Date
17 October 2017
File picture of the Sufi shrine Lal Shahbaz Qalandar in the town of Sehwan Sharif in Pakistan's southern Sindh province. Photo: Reuters
File picture of the Sufi shrine Lal Shahbaz Qalandar in the town of Sehwan Sharif in Pakistan's southern Sindh province. Photo: Reuters

Over 70 killed in IS suicide attack on Sufi shrine in Pakistan

A suicide bomber attacked a crowded Sufi shrine in southern Pakistan on Thursday, killing at least 72 people and wounding dozens more in the deadliest of a wave of bombings across the South Asian nation this week.

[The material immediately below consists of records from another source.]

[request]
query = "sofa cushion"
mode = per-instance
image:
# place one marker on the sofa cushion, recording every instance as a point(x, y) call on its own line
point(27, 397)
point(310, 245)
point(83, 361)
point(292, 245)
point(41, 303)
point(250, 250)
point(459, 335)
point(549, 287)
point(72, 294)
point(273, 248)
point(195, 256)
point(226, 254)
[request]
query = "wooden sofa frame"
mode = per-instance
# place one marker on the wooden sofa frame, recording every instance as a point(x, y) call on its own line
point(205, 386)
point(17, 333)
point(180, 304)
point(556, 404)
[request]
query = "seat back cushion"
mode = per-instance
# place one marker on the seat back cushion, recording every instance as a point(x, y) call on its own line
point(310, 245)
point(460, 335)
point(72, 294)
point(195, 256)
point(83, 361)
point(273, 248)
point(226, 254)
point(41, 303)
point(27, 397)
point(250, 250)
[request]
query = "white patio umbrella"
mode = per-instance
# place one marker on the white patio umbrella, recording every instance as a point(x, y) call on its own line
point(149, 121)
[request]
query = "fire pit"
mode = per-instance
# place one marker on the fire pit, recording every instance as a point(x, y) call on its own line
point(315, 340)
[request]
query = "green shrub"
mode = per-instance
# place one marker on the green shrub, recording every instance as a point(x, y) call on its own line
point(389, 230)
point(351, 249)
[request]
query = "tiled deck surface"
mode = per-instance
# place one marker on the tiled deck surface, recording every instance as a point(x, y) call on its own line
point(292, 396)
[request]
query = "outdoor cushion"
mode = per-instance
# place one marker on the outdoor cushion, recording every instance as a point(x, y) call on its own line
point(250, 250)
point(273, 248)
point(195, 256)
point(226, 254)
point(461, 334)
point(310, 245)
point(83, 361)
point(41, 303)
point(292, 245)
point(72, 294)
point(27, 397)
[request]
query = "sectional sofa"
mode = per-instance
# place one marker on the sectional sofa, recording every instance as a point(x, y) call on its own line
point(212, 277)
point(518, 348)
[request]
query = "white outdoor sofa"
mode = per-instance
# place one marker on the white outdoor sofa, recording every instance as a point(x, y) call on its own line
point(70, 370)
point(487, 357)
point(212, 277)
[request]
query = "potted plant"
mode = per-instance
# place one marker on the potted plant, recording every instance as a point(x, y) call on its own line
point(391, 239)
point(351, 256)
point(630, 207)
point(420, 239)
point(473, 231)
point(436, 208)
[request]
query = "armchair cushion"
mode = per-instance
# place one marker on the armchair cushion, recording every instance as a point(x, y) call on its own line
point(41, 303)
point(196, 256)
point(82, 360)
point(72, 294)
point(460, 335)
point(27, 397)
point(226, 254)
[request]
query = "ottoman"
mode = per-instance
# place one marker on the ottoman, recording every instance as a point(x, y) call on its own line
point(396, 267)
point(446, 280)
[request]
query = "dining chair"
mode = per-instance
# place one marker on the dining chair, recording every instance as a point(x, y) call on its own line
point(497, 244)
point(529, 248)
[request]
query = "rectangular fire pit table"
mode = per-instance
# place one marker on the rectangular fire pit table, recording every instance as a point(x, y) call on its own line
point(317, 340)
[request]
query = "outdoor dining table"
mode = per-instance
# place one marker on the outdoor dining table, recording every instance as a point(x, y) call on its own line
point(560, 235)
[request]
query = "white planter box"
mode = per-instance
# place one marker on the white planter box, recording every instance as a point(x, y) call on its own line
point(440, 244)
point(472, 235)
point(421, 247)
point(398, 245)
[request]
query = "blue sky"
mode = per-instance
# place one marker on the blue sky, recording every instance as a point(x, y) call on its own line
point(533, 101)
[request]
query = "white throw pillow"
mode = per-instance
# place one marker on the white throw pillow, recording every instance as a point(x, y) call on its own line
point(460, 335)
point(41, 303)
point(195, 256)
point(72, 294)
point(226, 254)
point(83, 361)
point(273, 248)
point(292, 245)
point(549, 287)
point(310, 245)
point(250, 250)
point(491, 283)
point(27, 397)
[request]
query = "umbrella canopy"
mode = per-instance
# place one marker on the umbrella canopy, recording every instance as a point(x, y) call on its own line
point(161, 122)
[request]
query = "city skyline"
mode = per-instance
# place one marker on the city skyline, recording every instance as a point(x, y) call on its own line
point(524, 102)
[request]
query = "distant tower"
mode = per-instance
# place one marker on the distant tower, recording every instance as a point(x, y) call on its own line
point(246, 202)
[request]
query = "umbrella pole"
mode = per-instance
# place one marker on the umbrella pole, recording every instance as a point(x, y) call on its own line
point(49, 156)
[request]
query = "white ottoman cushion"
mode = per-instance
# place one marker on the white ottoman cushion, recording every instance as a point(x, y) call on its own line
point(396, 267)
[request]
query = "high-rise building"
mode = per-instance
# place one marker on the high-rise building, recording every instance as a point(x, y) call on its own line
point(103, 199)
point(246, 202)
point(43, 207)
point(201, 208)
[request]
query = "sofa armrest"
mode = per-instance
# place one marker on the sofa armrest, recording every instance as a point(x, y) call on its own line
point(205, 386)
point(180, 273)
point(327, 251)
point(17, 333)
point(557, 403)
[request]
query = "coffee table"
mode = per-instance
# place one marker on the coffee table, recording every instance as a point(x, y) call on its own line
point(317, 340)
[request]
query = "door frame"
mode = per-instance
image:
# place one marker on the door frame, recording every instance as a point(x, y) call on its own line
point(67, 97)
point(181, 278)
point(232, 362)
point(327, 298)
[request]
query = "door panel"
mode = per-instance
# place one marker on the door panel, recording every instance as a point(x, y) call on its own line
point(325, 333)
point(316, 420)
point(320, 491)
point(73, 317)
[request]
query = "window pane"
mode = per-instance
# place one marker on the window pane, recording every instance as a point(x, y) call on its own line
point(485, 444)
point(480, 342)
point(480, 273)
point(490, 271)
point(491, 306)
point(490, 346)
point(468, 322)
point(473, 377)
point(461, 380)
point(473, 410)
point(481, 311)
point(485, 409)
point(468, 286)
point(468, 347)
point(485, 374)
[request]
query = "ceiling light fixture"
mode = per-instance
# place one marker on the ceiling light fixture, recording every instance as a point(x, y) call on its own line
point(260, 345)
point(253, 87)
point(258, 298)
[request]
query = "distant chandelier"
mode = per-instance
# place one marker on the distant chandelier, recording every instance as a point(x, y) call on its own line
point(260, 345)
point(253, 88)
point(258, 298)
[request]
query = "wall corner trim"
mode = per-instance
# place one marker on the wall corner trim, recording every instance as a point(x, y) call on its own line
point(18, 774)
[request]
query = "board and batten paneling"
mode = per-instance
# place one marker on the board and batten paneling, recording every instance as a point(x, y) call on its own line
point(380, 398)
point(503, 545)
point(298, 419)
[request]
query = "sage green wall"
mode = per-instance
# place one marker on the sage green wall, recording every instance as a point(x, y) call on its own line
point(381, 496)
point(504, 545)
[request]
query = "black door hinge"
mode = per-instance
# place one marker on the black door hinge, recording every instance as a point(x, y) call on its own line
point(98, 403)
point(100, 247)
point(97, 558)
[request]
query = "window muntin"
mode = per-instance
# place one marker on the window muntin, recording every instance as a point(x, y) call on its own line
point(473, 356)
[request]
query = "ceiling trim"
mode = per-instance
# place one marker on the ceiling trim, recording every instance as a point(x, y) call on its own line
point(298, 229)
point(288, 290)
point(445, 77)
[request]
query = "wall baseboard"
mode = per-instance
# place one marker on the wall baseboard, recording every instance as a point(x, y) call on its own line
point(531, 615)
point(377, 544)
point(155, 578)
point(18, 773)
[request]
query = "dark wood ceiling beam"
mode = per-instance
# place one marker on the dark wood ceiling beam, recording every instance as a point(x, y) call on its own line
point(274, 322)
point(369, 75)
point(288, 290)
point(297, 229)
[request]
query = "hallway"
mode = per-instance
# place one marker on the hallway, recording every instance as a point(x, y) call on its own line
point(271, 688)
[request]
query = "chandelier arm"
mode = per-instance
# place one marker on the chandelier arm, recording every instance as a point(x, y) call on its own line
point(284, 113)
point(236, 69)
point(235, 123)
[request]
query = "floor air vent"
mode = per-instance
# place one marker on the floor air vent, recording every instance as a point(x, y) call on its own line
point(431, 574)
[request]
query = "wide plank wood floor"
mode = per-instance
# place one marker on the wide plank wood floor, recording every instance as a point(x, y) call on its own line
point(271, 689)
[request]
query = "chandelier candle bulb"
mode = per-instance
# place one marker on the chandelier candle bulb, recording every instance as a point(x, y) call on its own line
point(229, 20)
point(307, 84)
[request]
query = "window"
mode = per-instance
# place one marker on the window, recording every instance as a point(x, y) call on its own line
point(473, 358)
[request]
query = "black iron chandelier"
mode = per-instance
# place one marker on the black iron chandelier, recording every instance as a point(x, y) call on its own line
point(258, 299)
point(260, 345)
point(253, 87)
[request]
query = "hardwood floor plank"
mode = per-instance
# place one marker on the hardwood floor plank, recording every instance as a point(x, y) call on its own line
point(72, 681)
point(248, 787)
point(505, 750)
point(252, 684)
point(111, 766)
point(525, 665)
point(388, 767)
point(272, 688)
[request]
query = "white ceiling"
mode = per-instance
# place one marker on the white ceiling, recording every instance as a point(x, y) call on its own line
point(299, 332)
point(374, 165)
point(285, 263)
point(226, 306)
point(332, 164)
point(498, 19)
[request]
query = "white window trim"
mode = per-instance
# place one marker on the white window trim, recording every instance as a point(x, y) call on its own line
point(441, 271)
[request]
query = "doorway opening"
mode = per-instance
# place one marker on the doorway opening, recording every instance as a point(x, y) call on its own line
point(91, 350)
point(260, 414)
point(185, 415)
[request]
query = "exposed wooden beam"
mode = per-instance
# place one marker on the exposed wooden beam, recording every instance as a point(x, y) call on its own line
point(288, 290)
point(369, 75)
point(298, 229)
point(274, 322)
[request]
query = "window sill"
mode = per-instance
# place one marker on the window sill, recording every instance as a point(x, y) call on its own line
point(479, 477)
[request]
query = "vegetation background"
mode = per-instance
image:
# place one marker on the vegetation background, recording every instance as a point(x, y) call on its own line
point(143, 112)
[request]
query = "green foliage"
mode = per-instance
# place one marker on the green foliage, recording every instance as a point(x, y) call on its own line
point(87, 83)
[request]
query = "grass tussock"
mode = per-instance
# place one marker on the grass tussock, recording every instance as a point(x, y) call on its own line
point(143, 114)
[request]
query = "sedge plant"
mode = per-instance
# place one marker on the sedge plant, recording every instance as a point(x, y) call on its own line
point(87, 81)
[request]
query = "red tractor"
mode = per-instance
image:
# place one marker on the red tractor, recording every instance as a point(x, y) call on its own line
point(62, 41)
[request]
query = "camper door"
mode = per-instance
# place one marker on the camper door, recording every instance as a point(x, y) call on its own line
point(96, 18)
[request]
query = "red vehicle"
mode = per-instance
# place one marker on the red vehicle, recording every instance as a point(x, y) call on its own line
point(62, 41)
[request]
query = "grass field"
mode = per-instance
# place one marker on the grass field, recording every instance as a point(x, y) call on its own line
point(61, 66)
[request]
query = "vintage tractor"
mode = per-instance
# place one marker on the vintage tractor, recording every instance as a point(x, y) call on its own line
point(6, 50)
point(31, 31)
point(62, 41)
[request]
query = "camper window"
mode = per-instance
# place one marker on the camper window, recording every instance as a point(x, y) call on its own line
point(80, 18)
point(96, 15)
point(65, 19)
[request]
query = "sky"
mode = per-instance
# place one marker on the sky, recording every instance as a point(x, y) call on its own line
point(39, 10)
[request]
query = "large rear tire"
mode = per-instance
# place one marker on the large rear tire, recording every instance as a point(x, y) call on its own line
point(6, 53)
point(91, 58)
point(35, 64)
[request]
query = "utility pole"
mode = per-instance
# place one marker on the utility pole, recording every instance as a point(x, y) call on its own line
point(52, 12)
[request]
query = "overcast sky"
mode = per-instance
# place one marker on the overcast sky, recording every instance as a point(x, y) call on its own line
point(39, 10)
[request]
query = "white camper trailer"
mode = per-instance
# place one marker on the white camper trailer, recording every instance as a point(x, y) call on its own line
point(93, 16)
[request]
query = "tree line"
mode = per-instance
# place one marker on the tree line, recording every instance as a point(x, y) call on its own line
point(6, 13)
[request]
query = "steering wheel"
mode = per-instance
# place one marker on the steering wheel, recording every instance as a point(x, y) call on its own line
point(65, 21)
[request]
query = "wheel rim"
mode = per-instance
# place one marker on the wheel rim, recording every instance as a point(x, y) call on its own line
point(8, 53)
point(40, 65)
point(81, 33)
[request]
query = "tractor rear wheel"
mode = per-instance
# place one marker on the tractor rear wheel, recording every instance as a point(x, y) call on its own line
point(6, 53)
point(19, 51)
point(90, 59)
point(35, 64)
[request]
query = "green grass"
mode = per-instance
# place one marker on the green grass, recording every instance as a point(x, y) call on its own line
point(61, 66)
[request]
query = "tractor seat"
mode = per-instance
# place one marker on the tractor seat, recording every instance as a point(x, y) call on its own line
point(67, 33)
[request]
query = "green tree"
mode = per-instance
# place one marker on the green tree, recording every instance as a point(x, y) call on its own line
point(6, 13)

A spokesman for medical charity Edhi said the attacker appeared to have targeted the women’s wing of the shrine, and around 30 children accompanying their mothers were dead, Reuters reports.

Islamic State, the Middle East-based militant group which has a small but increasingly prominent presence in Pakistan, claimed responsibility for the attack, according to the group’s affiliated news agency AMAQ.

Senior police officer Shabbir Sethar told Reuters from a local hospital that the death toll was likely to rise.

“At least 72 are dead and over 150 have been injured,” Sethar said by telephone.

Television footage from the famous Lal Shahbaz Qalandar shrine in the town of Sehwan Sharif showed army and paramilitary medical teams reaching the site and injured people being taken to nearby hospitals in ambulances and a military helicopter.

“We were there for the love of our saint, for the worship of Allah,” a wailing woman told the Dawn News television channel outside the shrine, her headscarf streaked in blood. “Who would hurt us when we were there for devotion?”

The attack comes as the Pakistani Taliban and rival Islamist militant groups carry out their threats of a new offensive.

The violence has shattered a period of improving security, underscoring how militants still undermine stability in the nuclear-armed country of 190 million people.

The high death toll at the shrine makes it one of the worst attacks in Pakistan in recent years.

In August last year, at least 74 people, mostly lawyers, were killed in a suicide bombing of a hospital in the southwestern city of Quetta.

In November, an explosion claimed by Islamic State ripped through a Muslim shrine in southwestern Pakistan, killing at least 52 people and wounding scores.

Shortly after the blast, the army announced it was closing the border with Afghanistan with immediate effect for security reasons. Insurgents operate on either side of the neighbors’ long and porous frontier.

An ancient mystic branch of Islam, Sufism has been practiced in Pakistan for centuries.

Lal Shahbaz Qalander is Pakistan’s most revered Sufi shrine, dedicated to a 13th-century “saint” whose spirit is invoked by devotees in ecstatic daily dancing and singing rituals in Sehwan Sharif.

Thursdays are an especially important day for local Sufis, meaning that the shrine was packed at the time of the blast.

Most of Pakistan’s myriad radical Sunni militant groups – including the Pakistani Taliban’s various factions and Islamic State loyalists – despise Sufis, Shi’ite Muslims and other religious minorities as heretics.